Wednesday, March 29, 2017

Eking Forward (Yes, That's a Word)

I don't typically write about something before it happens, but I'll be in Gainesville this coming Friday setting up for the Sante Fe College Spring Art Festival over the weekend.

Thinking about the limited range of my efforts, we decided that some "spinoffs" as supporting cast to a larger painting would serve to catapult its brethren by collective association. Artist Christopher Still is meticulous in his pre-project studies and I've seen a great niche market he has created by showing and selling these alongside his "master" painting.

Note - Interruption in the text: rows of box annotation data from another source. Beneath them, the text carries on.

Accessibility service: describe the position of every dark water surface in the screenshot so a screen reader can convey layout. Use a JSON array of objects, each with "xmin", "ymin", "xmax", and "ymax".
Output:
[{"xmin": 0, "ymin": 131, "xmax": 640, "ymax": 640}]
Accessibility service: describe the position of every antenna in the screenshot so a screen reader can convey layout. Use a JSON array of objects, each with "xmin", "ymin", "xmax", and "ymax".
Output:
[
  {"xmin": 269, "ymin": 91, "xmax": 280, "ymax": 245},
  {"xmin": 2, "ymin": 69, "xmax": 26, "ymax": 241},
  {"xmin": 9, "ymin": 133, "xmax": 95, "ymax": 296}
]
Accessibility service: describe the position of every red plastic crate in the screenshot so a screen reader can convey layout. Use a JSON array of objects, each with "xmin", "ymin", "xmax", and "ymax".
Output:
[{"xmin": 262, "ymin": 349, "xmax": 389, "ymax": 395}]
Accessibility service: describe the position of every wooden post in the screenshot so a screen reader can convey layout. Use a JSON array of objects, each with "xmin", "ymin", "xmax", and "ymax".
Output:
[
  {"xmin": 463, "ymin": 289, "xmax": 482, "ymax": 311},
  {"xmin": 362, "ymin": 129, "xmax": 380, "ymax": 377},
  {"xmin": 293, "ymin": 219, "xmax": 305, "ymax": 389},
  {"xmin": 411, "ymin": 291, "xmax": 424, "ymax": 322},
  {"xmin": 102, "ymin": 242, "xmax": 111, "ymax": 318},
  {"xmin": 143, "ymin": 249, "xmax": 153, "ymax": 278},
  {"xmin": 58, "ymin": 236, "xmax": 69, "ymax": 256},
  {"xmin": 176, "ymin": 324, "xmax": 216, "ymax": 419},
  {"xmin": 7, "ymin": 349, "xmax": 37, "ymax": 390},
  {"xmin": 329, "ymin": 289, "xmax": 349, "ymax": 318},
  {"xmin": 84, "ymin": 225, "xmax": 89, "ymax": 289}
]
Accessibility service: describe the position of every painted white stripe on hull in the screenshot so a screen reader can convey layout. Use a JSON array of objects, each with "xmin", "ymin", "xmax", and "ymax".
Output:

Already late into the process, in the short term I simply needed to create smaller, accessible paintings. The buyer of anything large I might sell is already a one-in-one-thousand or greater odd. Smaller paintings are for smaller walls. Let's get real.

So, in a contrived reverse mode, I created alternative spinoff components of a "master." Hung together as a grouping, I feel amplifies the works such that the whole is greater than the sum of its parts. That's Aristotle, by the way. I think he was Jackie O's rich husband or something.


 

Here's some iPhone shots of the 8x8-inch spinoffs...





Still figgerin'. Hope to see you there!

Tuesday, February 28, 2017

The Sweet Misery of Happiness

My last showing at the Lake Wales Art Festival (February 2017) was nice, in that, again, I met some GREAT folks! I also was selected for an Award of Excellence. There was a very broad range of awards and prize monies at this event, even though it's relatively in the middle of nowhere on the edge of the very small downtown of Lake Wales.

Once again, I dragged a couple of my "completed" paintings just a little further by adding new compositional elements to each. Where I recently added several hummingbirds to the self portrait/figure study (entitled, Every Little Thing Gonna Be Alright), I squelched the question finally as to just "why" those birds are flittering around my head — it's because of the flowers emanating from my hands and hidden face! I certainly hope it's at last done!



And for The Moth Eater, I added depth to a studio image by putting a horizon and pastoral scene behind the subject...
 
I wish I was a faster painter... more driven and prolific. But I certainly don't need the baggage of being so wrapped up in my artwork and its "meaning" as to be removed from my real existence —which, by the way — is blissful and beautiful already. Oh the sweet misery of happiness!